A eso se agregan otros inconvenientes de la imagen. Una lucha callejera puede ser documentada por la imagen, pero en la televisión sólo servirá si el espectador diferencia nítidamente a los rivales. Un productor de la cadena CBS, citado por Mander, afirmó que sólo sirve aquello que se ajusta a cierto estereotipo visual: militares contra civiles, estudiantes negros contra estudiantes blancos, policías que castigan a pacifistas barbudos. Y si no se ajusta “se hace difícil distinguir a los buenos de los malos”. Un director televisivo procura, por lo tanto, agregar siempre una identificación visual, así sea con distintos colores para la ropa o los vehículos.
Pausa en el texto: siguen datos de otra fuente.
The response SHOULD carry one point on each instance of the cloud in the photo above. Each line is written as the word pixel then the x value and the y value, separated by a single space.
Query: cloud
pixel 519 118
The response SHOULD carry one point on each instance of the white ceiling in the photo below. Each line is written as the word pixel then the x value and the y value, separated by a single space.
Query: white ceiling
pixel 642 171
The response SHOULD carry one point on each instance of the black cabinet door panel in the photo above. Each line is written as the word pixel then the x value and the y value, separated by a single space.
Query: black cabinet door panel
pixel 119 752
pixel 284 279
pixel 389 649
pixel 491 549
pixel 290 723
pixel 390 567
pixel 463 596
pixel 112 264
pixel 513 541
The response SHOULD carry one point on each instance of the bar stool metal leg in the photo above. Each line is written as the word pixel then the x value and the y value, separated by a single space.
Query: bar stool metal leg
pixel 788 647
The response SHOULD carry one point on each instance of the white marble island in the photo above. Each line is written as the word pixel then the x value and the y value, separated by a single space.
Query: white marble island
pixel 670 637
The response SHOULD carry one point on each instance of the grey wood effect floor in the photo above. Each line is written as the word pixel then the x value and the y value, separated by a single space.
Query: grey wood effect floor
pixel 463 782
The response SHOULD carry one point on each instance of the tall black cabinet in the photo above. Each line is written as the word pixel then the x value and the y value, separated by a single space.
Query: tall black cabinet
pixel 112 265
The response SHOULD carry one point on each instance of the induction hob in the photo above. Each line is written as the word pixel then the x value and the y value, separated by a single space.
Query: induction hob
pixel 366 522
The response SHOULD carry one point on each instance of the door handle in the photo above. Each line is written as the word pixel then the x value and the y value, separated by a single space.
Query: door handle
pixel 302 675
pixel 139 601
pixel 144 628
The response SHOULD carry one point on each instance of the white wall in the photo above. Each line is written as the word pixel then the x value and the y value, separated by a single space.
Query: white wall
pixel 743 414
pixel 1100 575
Succession, una de las series más populares de los últimos tiempos, se convirtió en el reflejo más palpable de la leyenda de Mander. Es un manual de cinismo doméstico en la que a lucha por el poder se traduce en la lucha por ser reconocido. La serie se centra en los Roy, una familia mediática plutocrática que está atravesada por dos realidades ineludibles: el padre morirá y ninguno de sus hijos optó por seguir sus pasos. Logan Roy, el patriarca, es un magnate de los medios de derecha que permite que tres de sus hijos compitan entre sí por un puesto; niega todo conocimiento de la conducta delictiva en su imperio e intenta, con éxito desigual, sumar activos mediáticos como botines de una guerra cuya única divisa es la codicia.